Anxiety and sadness can make people more likely to engage in dangerous behaviours like smoking, being inactive, or not taking prescribed drugs. This is due to the fact that people suffering from a mental health disorder may have fewer healthy coping strategies for stressful situations.

What can be done to help people suffering from mental illnesses?

Aditi Jagtap Pune, health care systems, professionals, individuals, and researchers at Ram Mangal Heart Foundation take necessary actions to promote heart disease prevention and mental health.

What demographics are more likely to get heart disease as a result of mental health issues?

As a result of pre-existing mental health disorders, certain populations, such as the following, have higher rates of heart disease:

Veterans: Investigations discovered that veterans are at a higher danger for coronary illness, mostly because of PTSD because of battle.

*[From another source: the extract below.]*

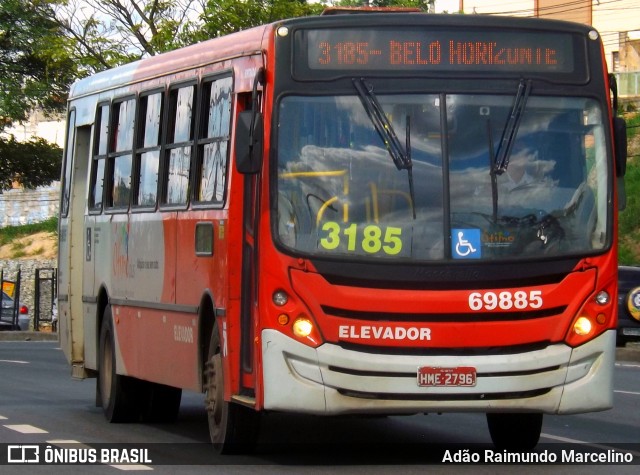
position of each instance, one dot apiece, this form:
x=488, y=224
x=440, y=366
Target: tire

Women: According to research conducted primarily on women. PTSD and depression connects to an elevated risk of coronary heart disease (CHD) morbidity and mortality.

Couples who have a PTSD sufferer: Couples with one or both spouses suffering from PTSD experienced more severe conflict, more rage. They also experience increase in cardiovascular response to conflict conversations than couples, according to studies. Couple disagreement may cause anger and physiological stress responses. This may increase the risk of CHD and heart disease in these situations.